Por otro lado, la probabilidad de precipitaciones es del 0%. No habrá lluvia. Esto es consistente con el patrón climático típico de esta época del año en el norte argentino: la temporada de lluvias, que se extiende principalmente de noviembre a marzo, ya quedó atrás. La atmósfera seca y la ausencia de sistemas frontales activos en la región garantizan una jornada sin chaparrones. Para quienes tienen actividades al aire libre planificadas, ese dato es una buena noticia, aunque el frío y el viento moderado seguirán siendo los protagonistas del día.

Santiago del Estero y su particular relación con el frío

Hablar de frío en Santiago del Estero siempre requiere un poco de contexto. La provincia, ubicada en el corazón geográfico del país, es conocida popularmente como "La Madre de Ciudades" —su capital fue fundada en 1553, convirtiéndola en la ciudad más antigua de la Argentina con continuidad habitacional— y también como una de las zonas más calurosas del territorio nacional. Los veranos son extremos, con récords históricos de temperatura que ubican a esta región entre las más cálidas de América del Sur. Por eso, cuando el termómetro baja de los 14 grados, la percepción local del frío es intensa, aunque para otras latitudes del país esas cifras resulten templadas.

Este tipo de jornadas frías en pleno otoño boreal son cada vez más frecuentes como resultado de las variaciones en los patrones climáticos regionales. El avance de masas de aire polar desde el sur del continente, que en invierno profundo puede hacer caer las temperaturas santiagueñas por debajo de los 5°C, comienza a hacerse sentir con mayor anticipación en el calendario. Abril solía ser un mes de transición más suave, pero en los últimos años los saltos térmicos entre días cálidos y fríos se volvieron más abruptos y pronunciados en toda la región del norte argentino.

Recomendaciones para transitar la jornada

Más allá de los números, el pronóstico de este lunes tiene implicancias concretas para la vida cotidiana de los santiagueños.

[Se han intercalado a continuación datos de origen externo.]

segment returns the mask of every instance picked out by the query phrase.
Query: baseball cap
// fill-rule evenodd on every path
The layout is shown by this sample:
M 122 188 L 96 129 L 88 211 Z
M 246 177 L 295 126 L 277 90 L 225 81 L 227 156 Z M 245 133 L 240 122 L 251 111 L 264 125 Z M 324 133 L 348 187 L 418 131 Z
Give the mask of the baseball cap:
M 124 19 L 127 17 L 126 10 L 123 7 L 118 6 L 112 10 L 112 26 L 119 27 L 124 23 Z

El frío seco combinado con viento puede ser especialmente molesto para adultos mayores, personas con enfermedades respiratorias crónicas o cardiovasculares, y para los más chicos. Las autoridades sanitarias provinciales suelen reforzar en estas épocas las campañas de vacunación antigripal, dado que el descenso de temperaturas marca el inicio del período de mayor riesgo para este tipo de infecciones. Abrigarse bien, ventilar los ambientes con cuidado y evitar la exposición prolongada al viento son las medidas básicas recomendadas.

En términos de movilidad urbana, el viento moderado no representa un riesgo significativo para el tránsito vehicular ni para los servicios de transporte público. Sin embargo, quienes se desplacen en bicicleta o moto sentirán con mayor intensidad el efecto combinado del frío y las ráfagas. Se recomienda el uso de guantes, casco con protección facial y ropa que cubra el cuello y las muñecas.

Mirando hacia adelante, el comportamiento del clima en los próximos días será determinante para saber si esta jornada es solo un anticipo de lo que viene o un episodio aislado dentro de un otoño que todavía puede deparar sorpresas. Si las masas de aire frío continúan avanzando desde el sur, la semana podría cerrar con temperaturas aún más bajas y la posibilidad —aunque lejana— de que algunos sectores serranos del oeste provincial vean descender el mercurio hasta valores cercanos al punto de congelación. Para los habitantes de la llanura santiagueña, en tanto, este lunes es una señal clara: el invierno ya está llamando a la puerta.